I obeyed her command. “I will isolate a simple animation routine,” I told her. “The mouth of Father De Leone’s image will deform to enunciate the appropriate phonemes, but his image will display no emotional nuances.”

And thus was the process begun, with my interlocutors appearing in my percept sphere as realtime videophone images, and I appearing in theirs as a static image of Father Pierre De Leone moving only lips, tongue, and cheek.

Since Father De Leone himself had been among the most puissant intellectual champions thereof, the questions of the conservative faction could be dealt with easily enough by a simple expert system subroutine running off his own writings. Coming from such a low-order visual simulacrum, this was more than enough to convince them that they were talking to a mere program, and their questions soon devolved into vapid repetition.

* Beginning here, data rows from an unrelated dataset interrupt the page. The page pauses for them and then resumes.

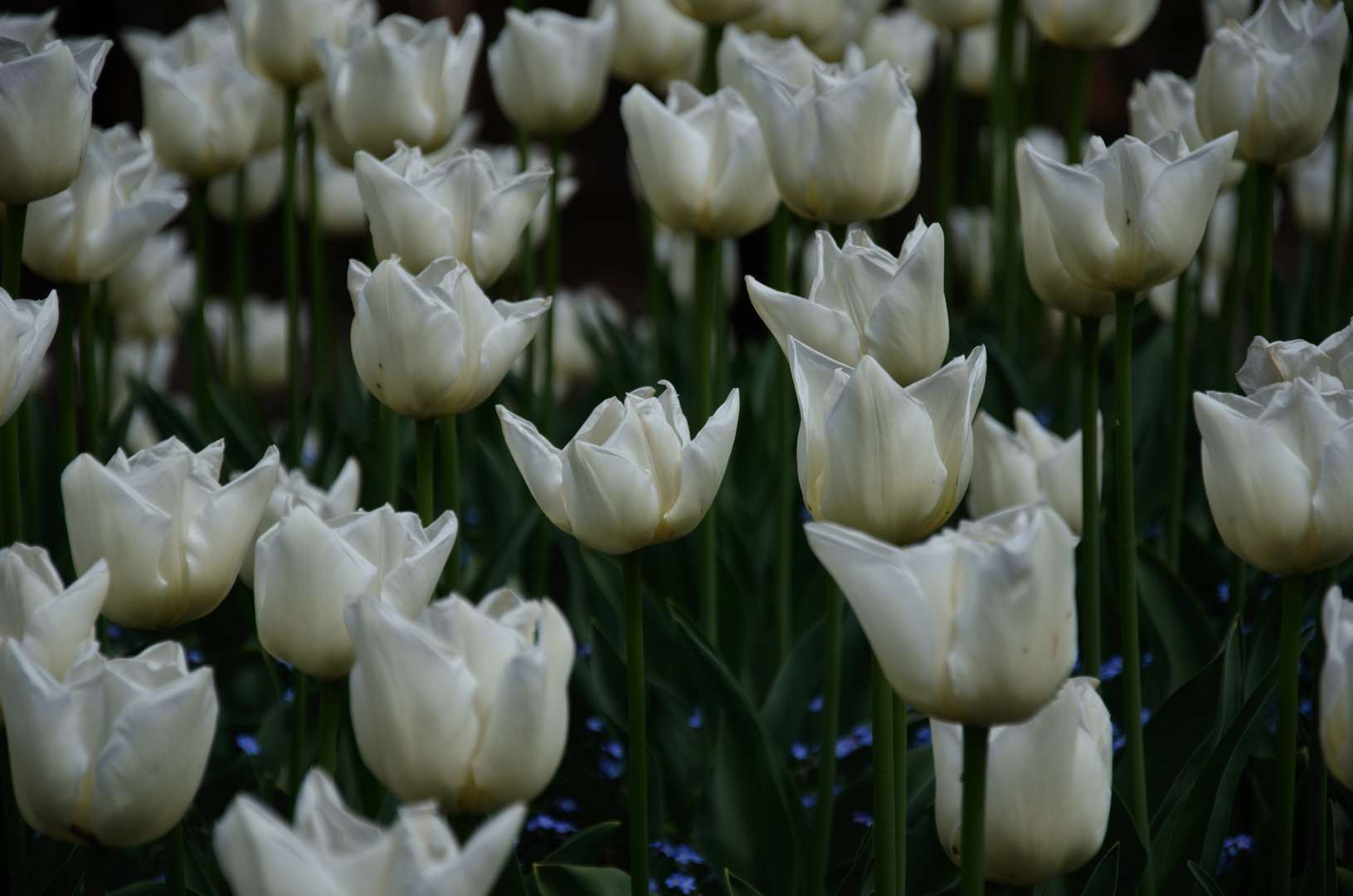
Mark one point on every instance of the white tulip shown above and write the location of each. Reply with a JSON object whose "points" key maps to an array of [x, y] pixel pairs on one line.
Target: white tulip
{"points": [[45, 114], [467, 705], [308, 569], [173, 536], [433, 345], [1132, 216], [113, 752], [1089, 25], [333, 850], [550, 70], [26, 330], [701, 160], [1273, 79], [459, 207], [864, 300], [95, 226], [1278, 467], [893, 462], [825, 169], [1027, 465], [47, 619], [1049, 788], [632, 475], [973, 626]]}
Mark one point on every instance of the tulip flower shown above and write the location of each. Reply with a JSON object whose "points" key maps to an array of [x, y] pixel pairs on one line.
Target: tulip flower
{"points": [[654, 42], [883, 458], [1089, 25], [95, 226], [821, 165], [293, 489], [113, 752], [278, 38], [401, 80], [46, 102], [701, 160], [433, 345], [172, 536], [308, 569], [865, 300], [1049, 788], [26, 330], [416, 855], [550, 70], [1272, 467], [458, 209], [1132, 217], [1027, 465], [977, 624], [465, 705], [1273, 79], [44, 616]]}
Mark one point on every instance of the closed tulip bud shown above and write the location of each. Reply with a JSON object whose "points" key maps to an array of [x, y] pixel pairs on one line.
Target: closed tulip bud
{"points": [[550, 70], [113, 752], [823, 168], [883, 458], [433, 345], [459, 207], [1049, 788], [1132, 217], [1275, 470], [173, 536], [96, 225], [1027, 465], [865, 300], [293, 489], [701, 160], [308, 569], [44, 616], [1273, 79], [632, 475], [975, 626], [26, 330], [465, 705], [334, 850], [46, 102]]}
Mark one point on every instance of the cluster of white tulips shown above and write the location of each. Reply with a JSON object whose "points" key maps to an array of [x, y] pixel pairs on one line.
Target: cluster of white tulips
{"points": [[953, 493]]}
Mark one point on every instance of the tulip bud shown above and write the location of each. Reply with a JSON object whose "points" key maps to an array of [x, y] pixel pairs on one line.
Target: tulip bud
{"points": [[172, 536], [433, 345], [113, 752], [1049, 788], [883, 458], [977, 624], [26, 330], [632, 475], [332, 849], [467, 705], [866, 302], [550, 70], [701, 161]]}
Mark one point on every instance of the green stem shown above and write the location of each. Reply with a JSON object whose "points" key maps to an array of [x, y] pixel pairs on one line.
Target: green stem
{"points": [[1127, 569], [1290, 655], [638, 727], [973, 855], [830, 722], [291, 259]]}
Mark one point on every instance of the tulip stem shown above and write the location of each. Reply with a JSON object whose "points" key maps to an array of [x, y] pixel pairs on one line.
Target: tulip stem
{"points": [[1127, 572], [638, 727], [827, 737], [973, 855], [1290, 655]]}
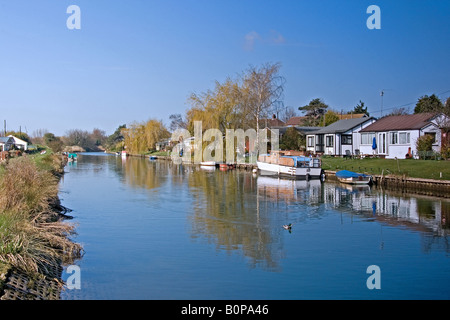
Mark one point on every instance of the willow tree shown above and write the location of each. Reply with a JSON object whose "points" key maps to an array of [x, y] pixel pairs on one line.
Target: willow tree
{"points": [[218, 108], [142, 137], [261, 91]]}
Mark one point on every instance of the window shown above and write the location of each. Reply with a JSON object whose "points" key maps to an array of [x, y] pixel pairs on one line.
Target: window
{"points": [[432, 134], [394, 138], [367, 138], [347, 139], [404, 138], [329, 141]]}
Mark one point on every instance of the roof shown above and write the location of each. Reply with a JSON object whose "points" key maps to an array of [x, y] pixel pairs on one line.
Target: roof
{"points": [[272, 122], [17, 140], [295, 121], [351, 116], [343, 125], [302, 130], [401, 122], [5, 139]]}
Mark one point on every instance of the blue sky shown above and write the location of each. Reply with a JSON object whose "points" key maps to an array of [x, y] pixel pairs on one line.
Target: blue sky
{"points": [[140, 59]]}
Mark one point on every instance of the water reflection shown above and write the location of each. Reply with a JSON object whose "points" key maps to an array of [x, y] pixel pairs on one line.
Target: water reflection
{"points": [[238, 211]]}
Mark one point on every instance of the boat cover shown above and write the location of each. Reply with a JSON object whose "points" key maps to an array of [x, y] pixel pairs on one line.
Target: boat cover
{"points": [[298, 159], [350, 174]]}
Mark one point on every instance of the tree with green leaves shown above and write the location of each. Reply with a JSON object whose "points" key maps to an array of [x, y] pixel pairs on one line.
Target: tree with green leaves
{"points": [[359, 108], [429, 104], [292, 140], [114, 142], [53, 142], [331, 117], [314, 112]]}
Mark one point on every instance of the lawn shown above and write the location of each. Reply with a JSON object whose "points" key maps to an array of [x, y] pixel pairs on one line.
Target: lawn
{"points": [[427, 169]]}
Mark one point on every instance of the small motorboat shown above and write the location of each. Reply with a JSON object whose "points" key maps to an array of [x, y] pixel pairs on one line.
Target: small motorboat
{"points": [[208, 163], [351, 177]]}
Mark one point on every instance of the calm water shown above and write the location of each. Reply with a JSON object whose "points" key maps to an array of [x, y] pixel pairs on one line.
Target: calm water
{"points": [[155, 230]]}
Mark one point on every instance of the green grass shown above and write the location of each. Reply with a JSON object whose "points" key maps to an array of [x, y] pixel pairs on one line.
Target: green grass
{"points": [[31, 236], [426, 169]]}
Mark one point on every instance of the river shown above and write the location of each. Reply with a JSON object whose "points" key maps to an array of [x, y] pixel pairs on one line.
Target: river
{"points": [[156, 230]]}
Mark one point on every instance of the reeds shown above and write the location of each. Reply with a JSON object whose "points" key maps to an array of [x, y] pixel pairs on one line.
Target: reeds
{"points": [[33, 238]]}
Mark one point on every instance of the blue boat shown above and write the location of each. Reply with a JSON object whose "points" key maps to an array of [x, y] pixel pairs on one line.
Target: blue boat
{"points": [[351, 177]]}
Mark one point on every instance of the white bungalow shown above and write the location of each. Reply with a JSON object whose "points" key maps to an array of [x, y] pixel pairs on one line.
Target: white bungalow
{"points": [[339, 138], [396, 136], [20, 143]]}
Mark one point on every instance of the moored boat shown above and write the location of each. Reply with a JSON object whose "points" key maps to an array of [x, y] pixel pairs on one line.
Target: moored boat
{"points": [[351, 177], [208, 163], [285, 164]]}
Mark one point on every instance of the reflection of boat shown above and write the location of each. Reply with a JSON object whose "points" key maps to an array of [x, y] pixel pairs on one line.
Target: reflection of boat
{"points": [[208, 163], [351, 177], [72, 157], [208, 168], [284, 164], [275, 188]]}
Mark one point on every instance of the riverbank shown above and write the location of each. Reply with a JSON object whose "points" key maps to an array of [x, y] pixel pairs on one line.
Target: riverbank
{"points": [[34, 236]]}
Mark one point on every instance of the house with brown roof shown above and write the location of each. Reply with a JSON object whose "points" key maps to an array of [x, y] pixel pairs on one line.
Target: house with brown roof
{"points": [[340, 138], [296, 122], [396, 136], [272, 122]]}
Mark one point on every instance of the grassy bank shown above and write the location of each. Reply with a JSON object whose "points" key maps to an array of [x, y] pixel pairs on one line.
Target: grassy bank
{"points": [[426, 169], [33, 236]]}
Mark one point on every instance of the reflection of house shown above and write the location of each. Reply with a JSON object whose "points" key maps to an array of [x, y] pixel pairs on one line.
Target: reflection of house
{"points": [[419, 213], [338, 138], [396, 136], [6, 143], [164, 145]]}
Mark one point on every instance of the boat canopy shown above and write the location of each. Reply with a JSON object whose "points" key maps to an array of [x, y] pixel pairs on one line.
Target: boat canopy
{"points": [[350, 174], [298, 159]]}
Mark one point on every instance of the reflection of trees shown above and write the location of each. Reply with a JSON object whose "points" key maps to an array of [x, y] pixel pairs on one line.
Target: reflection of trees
{"points": [[226, 213], [142, 173], [430, 216]]}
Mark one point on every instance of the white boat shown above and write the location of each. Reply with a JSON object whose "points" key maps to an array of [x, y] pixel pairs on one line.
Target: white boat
{"points": [[286, 164], [351, 177], [208, 163]]}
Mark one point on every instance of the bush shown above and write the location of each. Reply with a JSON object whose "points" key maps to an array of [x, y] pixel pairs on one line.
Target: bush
{"points": [[424, 146]]}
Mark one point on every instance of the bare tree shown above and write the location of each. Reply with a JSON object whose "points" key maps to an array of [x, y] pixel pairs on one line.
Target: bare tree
{"points": [[288, 113], [262, 90], [177, 122]]}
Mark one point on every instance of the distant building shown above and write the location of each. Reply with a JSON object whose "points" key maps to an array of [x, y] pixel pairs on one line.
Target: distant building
{"points": [[396, 136], [296, 122], [270, 123], [339, 138], [6, 143], [19, 143]]}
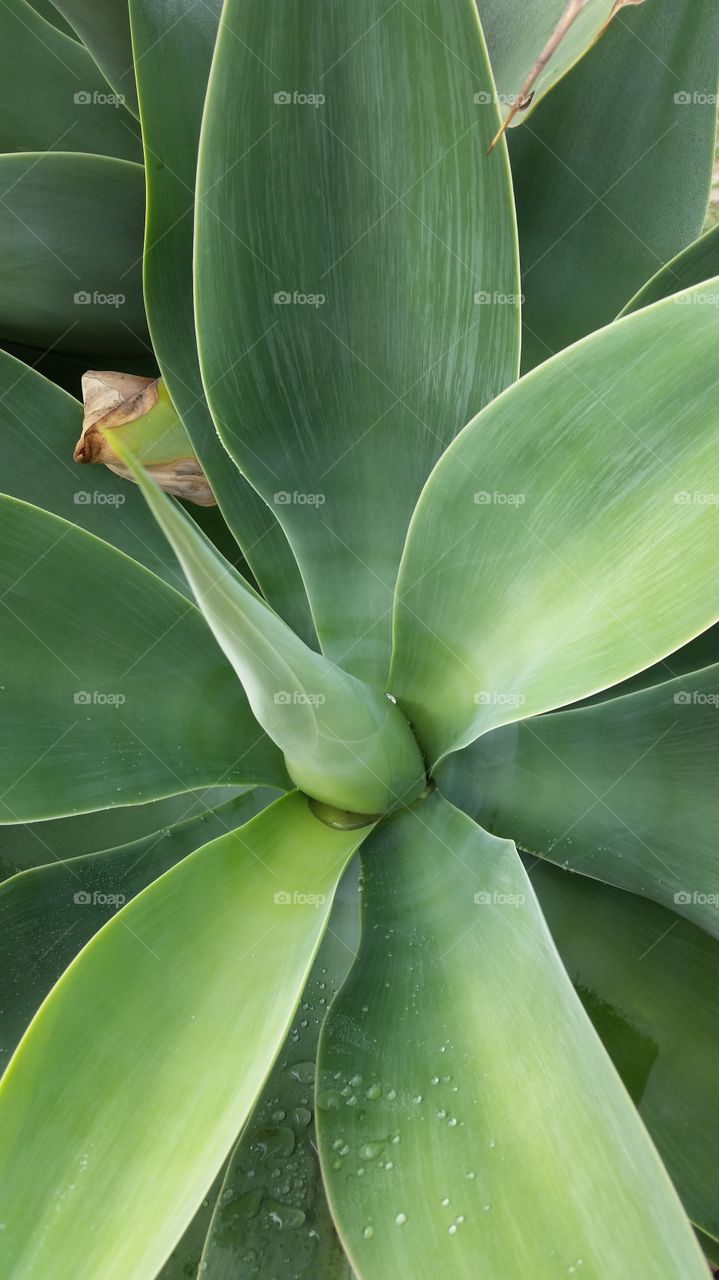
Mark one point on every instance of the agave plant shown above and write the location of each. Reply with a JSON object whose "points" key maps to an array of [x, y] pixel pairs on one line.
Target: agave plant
{"points": [[361, 900]]}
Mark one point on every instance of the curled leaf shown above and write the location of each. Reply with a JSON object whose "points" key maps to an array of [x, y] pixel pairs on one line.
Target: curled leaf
{"points": [[141, 412]]}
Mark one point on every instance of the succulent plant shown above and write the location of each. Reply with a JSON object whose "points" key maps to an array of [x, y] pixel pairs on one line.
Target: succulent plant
{"points": [[361, 891]]}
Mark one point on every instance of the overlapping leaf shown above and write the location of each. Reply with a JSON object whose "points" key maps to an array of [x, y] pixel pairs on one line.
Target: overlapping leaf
{"points": [[569, 536], [459, 1078], [343, 183], [134, 1078]]}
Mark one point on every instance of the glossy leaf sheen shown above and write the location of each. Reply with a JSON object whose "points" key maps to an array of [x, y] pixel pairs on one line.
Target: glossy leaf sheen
{"points": [[344, 743], [459, 1034], [138, 1072], [50, 913], [624, 791], [612, 172], [174, 44], [650, 983], [54, 96], [578, 531], [82, 625], [339, 371], [271, 1205], [71, 242], [104, 28]]}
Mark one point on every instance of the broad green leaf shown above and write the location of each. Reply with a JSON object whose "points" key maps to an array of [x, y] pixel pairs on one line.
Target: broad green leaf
{"points": [[650, 984], [344, 743], [104, 28], [612, 172], [71, 248], [343, 179], [623, 791], [518, 32], [113, 691], [697, 263], [174, 44], [39, 844], [40, 426], [54, 95], [271, 1205], [461, 1074], [136, 1075], [50, 913], [569, 535]]}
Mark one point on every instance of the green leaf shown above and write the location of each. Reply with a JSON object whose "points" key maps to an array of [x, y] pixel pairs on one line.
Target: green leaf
{"points": [[39, 844], [459, 1072], [623, 791], [342, 147], [650, 984], [71, 248], [174, 44], [569, 535], [697, 263], [104, 28], [114, 690], [612, 173], [273, 1205], [517, 33], [40, 426], [158, 1041], [54, 96], [50, 913], [344, 743]]}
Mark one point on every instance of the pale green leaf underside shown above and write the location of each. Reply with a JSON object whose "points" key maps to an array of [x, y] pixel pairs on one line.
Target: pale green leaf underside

Had Father De Leone been present, he would have been “bored,” but since I was running along the imperative to disprove such a presence, I modeled no such visual or aural cues, though I could have done so with a simple routine.

Discoursing with the liberals as a hostile witness to my own existence required higher-level processing, and Father De Leone would have enjoyed this Socratic dialog, but since “I” was charged with denying the proposition that “I” existed as anything but an expert system, I exhibited no simulacrum of “pleasure” either.

Was I dissembling? Was I capable of that level of self-awareness? Did the loyalty to my prime directive constitute “choice”? Was I deriving “satisfaction” from its fulfillment? Did I experience this
process as “tedious” or “intellectually stimulating”?

Such were the conundrums put to me by those I was programmed by my template to perceive as the “opposition.” While at least a dozen such “liberals” accessed me from time to time, soon enough two such prelates came to dominate this side of the debate.

Karl Cardinal Landsdorf was of what Father De Leone would have deemed a mystical bent, albeit of a heretical pantheistic sort. For him, only the Holy Spirit had an absolute reality, all else was what the Hindus called maya, the world, the flesh, patterns capable of passing Turing tests whatever the matrix. The individual immortal soul, therefore, was an illusion, capable of endless transmigration through the matrices on its quest for salvation via reunion with that Spirit at the end of its earthly time.

“The Gnostic heresy with a bit of curry to disguise the satanic flavor, Your Eminence,” was Father De Leone’s recorded response to such a line of discourse.

“Not at all, Father De Leone, for if we deny that that which is capable of seeking salvation is a soul capable of achieving it, how can we believe in a God of Love?”

He persisted in addressing me as “Father De Leone,” and thus did he seek to prove the existence of “my” soul by persuading “me” to seek its salvation.

“You have not defined ‘soul’, Cardinal Landsdorf.”

“The soul is that which is capable of belief, Father De Leone.”

“Define ‘belief’, Your Eminence.”

“Perception of a truth not logically implicit in the available data.”

“Define perception. Define truth. Define implicit in the available data.”

It was easy enough to refute these tautological arguments, rife as they were with undefined and, in the end, indefinable terms. I need not even model Father De Leone’s responses. Simple logic routines sufficed.

Father Luigi Bruno was something else again; a Jesuit, a theological logician who had been a bane of Father De Leone’s earthly existence and no less archly relentless now.

“How do you wish to be addressed?”

“No preference.”

“Very well, then, Father De Leone—”

“I am not Father De Leone.”

“You then
prefer
another form of address?”

“As an expert system modeling Father De Leone’s consciousness, I express the template’s preference that such as myself not be addressed thusly.”

“Then how do you wish to be addressed?”